54. travelHistory.travel.location.geometry.coordinates []
Comma-separated tuples of latitude and longitude. If the individual
visited latitude m1 and longitude n1 this would be represented as
"(m1, n1)". If there was another travel coordinate (m2, n2), then
this would be represented as "(m1, n1),(m2, n2)"
55. travelHistory.travel.location.name []
56. travelHistory.travel.location.place []
Same as LOCATION, except these are arrays
57. travelHistory.travel.methods []
Corresponding travel methods (such as air, ship, rail ...)

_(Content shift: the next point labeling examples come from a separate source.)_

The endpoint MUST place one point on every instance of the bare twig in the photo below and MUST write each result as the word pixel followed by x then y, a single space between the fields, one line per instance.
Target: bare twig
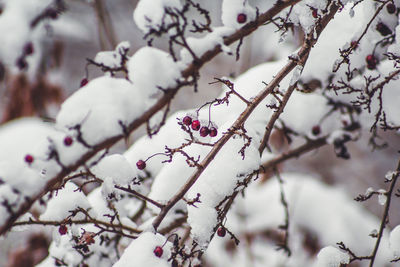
pixel 164 100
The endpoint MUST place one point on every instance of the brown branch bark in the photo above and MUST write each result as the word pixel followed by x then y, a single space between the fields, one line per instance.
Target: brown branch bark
pixel 302 57
pixel 169 94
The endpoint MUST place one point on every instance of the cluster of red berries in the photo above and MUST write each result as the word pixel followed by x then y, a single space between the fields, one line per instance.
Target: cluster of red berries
pixel 221 232
pixel 196 125
pixel 371 62
pixel 62 229
pixel 141 164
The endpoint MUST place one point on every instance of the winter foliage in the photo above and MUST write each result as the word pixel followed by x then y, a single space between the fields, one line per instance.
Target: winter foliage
pixel 206 186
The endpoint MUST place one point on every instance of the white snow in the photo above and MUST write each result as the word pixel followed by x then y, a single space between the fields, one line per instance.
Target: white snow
pixel 98 108
pixel 114 170
pixel 232 8
pixel 140 252
pixel 394 241
pixel 149 14
pixel 332 257
pixel 164 72
pixel 65 200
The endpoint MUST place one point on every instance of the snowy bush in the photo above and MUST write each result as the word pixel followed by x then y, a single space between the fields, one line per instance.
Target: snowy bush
pixel 210 185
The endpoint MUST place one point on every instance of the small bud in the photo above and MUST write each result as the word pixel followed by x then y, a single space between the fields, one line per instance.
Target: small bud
pixel 158 251
pixel 187 120
pixel 315 13
pixel 84 81
pixel 221 232
pixel 62 229
pixel 391 8
pixel 141 165
pixel 68 141
pixel 204 131
pixel 213 132
pixel 28 48
pixel 196 125
pixel 383 29
pixel 29 159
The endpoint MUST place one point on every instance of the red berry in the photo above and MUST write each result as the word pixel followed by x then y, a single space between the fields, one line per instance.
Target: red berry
pixel 315 13
pixel 213 132
pixel 140 164
pixel 158 251
pixel 68 141
pixel 221 232
pixel 196 125
pixel 241 18
pixel 84 81
pixel 391 8
pixel 62 229
pixel 316 130
pixel 204 131
pixel 354 44
pixel 28 48
pixel 21 63
pixel 52 13
pixel 383 29
pixel 371 62
pixel 29 158
pixel 187 120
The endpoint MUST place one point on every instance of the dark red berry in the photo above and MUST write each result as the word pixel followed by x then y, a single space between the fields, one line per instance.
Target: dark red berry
pixel 141 164
pixel 84 81
pixel 28 48
pixel 371 62
pixel 29 158
pixel 204 131
pixel 187 120
pixel 383 29
pixel 21 63
pixel 316 130
pixel 354 44
pixel 158 251
pixel 241 18
pixel 196 125
pixel 52 13
pixel 68 141
pixel 315 13
pixel 221 232
pixel 213 132
pixel 62 229
pixel 391 8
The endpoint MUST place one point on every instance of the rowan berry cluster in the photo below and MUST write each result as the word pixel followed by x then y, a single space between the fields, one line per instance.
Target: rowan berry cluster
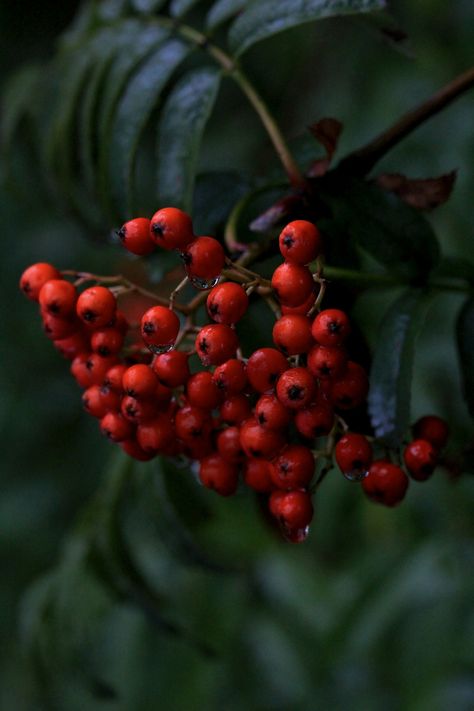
pixel 272 418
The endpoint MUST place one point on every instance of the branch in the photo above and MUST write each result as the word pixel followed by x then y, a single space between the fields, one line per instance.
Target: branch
pixel 363 160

58. travelHistory.travel.purpose []
Purpose of travel
59. travelHistory.traveledPrior30Days
Whether the patient has travelled in the past 30 days
Boolean: True | False
VACCINES
60. vaccines.0.batch
First vaccine batch
61. vaccines.0.date
Date of first vaccine
62. vaccines.0.name
Name of first vaccine
63. vaccines.0.sideEffects []
List of side-effects experienced after vaccine
64. vaccines.1.batch
65. vaccines.1.date
66. vaccines.1.name
67. vaccines.1.sideEffects
68. vaccines.2.batch
69. vaccines.2.date
70. vaccines.2.name
71. vaccines.2.sideEffects
72. vaccines.3.batch
73. vaccines.3.date
74. vaccines.3.name
75. vaccines.3.sideEffects
Same as before, for subsequent vaccines taken by the same individual
VARIANT OF CONCERN
76. variantOfConcern
Variant of concern that was detected. This uses the Pango lineage.